Although the results do not support our primary hypothesis, the finding that PCSK9 and TF levels are independently related in CAD patients with diabetes is somewhat intriguing. Previous studies[6] have demonstrated higher TF level in patients with diabetes, but to date, the reported relationship between type 2 diabetes mellitus and plasma levels of PCSK 9 is conflicting.[7] In our current study, both PCSK9 and TF levels were higher in CAD patients with diabetes than those without diabetes (289.1 ± 62.9 µg/L vs. 265.3 ± 56 µg/L and 182.2 ± 32.4 µg/L vs.125.6 ± 20.3 µg/L, respectively ). Our results suggest that the interactions of PCSK9 and tissue factor in the pathophysiology of CAD merit further investigation.

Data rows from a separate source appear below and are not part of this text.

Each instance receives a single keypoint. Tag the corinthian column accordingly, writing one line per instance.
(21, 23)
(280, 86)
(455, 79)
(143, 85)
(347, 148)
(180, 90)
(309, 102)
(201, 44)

We also found that both plasma levels of PCSK9 and TF were significantly higher in patients with CAD than those without CAD, but these differences became insignificant after adjustment for other clinical variables. Although no previous researches had specifically compared PCSK9 levels between population with and without CAD, several studies had provided conflicting results regarding the relationship between circulating PCSK9 levels and CAD. Almontashiri, et al.[8] measured plasma levels of PCSK9 in angiographically defined controls (< 30% coronary stenosis) and CAD patients (> 50% stenosis in a major coronary artery) from the Ottawa Heart Genomics Study, and found that PCSK9 levels were associated with CAD in individuals taking a statin but not in those without using a statin. However, in the same study, but of those participants from the The Emory Cardiology Biobank samples who had no diabetes mellitus and not taking a statin or fibrate at the time of recruitment, they found that plasma PCSK9 levels were elevated in angiographic CAD cases (385.0 ± 146.9 ng/mL) as compared to controls (340.4 ± 125.2 ng/mL, P < 0.001) and Logistic regression confirmed that plasma PCSK9 level was an independent predictor of CAD. Furthermore, results of two recent studies[9],[10] investigating the relationship between circulating PCSK9 and incident CVD in the general population are not in consistent. In a prospective cohort study of 4232 men and women 60 years of age at the time of recruitment, Leander K et al. found serum PCSK9 concentration is associated with future risk of CVD even after adjustments for established CVD risk factors,[9] while another study of > 28,000 initially healthy American women reported no relationship of plasma levels of PCSK9 measured at baseline and future cardiovascular events.[10] These results, together with ours, suggest the complicated relationship between PCSK9 levels and the development and progress of CAD in general population.

The most important limitation of our present study is the relatively small study sample, partly because of the difficulty in enrolling CAD patients who do not taking lipid lowering medication.

In conclusion, our study showed that plasma level of PCSK9 is independently and positively associated with that of TF in CAD patients with diabetes mellitus, but not in those without diabetes mellitus. Further study is needed to investigate the underlying mechanism.